The Lumio recipe is pretty simple. Three spaghetti-like strands of acrylic are wrapped with a strange silver strand no thicker than sewing thread. On the label, it's identified as "other fibers." But the minute you shine a bright light on the yarn, you'll see why it's there. This 7% "other" is reflective, very similar to the stuff they sew onto running shoes, crossing-guard vests, and messenger bags.

The reflective strand is what makes Lumio shine, both literally and figuratively.

Knitting Up
As with any yarn of this girth, knitting with Lumio was swift and pretty easy, though it did give my hands a workout. The firm, plastic-like reflective material is wrapped slightly tighter than the yarn's puffy plies, presumably to help it stay inside the yarn instead of snagging or puckering.

With sharp-tipped needles I did snag the yarn several times—not necessarily the reflective material, more often the acrylic. With blunt-tipped needles the snagging slowed, though it never stopped completely. Occasionally the acrylic fibers rubbed against the needles in such a way that they seemed to squeak ever so slightly.

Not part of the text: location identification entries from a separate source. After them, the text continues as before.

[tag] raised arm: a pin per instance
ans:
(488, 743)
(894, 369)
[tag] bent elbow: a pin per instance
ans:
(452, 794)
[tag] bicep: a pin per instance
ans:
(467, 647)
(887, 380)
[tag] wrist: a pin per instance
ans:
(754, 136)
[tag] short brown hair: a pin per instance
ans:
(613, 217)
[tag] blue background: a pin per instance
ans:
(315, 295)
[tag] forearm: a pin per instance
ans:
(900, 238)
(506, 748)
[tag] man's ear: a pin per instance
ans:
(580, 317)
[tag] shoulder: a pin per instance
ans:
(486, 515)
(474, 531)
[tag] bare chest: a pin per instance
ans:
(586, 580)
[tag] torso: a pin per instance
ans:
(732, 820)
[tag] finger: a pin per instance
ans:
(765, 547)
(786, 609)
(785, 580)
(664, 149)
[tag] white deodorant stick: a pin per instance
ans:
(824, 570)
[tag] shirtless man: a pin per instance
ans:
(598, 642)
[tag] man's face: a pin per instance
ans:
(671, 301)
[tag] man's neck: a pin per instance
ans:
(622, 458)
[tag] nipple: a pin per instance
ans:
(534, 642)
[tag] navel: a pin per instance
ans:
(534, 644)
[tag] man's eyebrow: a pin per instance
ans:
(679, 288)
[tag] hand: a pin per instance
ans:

a loose strand of the reflective material

I noticed that the reflective strand had snapped in one place. I managed to tuck one end into the fabric, but the other popped out like a loose eyelash. Against the dark background, the occasional flecks looked more like an accident than a design element. It's the kind of thing that you might have to explain to people—but their expressions, when seeing the yarn shimmer, are worth it.

Blocking / Washing
Not much to see here. My swatch washed and dried with no surprises: no bleeding, stretching, or fading, nor was there any odd debris left in the wash bowl. This is fairly standard behavior for acrylics.

Wearing
My only hesitation with Lumio is the fact that it's acrylic. I know, I know, everybody always picks on acrylic. But my reasons are chemical, not sentimental.

This yarn is intended for warm winter hats and mittens. While acrylic is warm, it lacks the ability to absorb, hold, and release moisture to keep the wearer comfortable. Only protein fibers can do that. Anything you make out of Lumio will be warm, yes, but it won't breathe. Wear your hat outside for a long period of time and you'll start to feel clammy.

Conclusion
Lumio has no aspirations of being a Steinway. It's a perfectly fine Puff-n-Play Melodica that doesn't take itself too seriously, and you can use it to make endless happy tunes. In knitting terms, one skein will make you a fun hat complete with pom-pom.

The acrylic is what it is. Either you like it or you won't. To its credit, I doubt many people will be buying Lumio to outfit themselves for an Arctic expedition.

Bottom line, the fun, easy, somewhat silly Lumio offers a brilliant way (ha!) to make your presence known.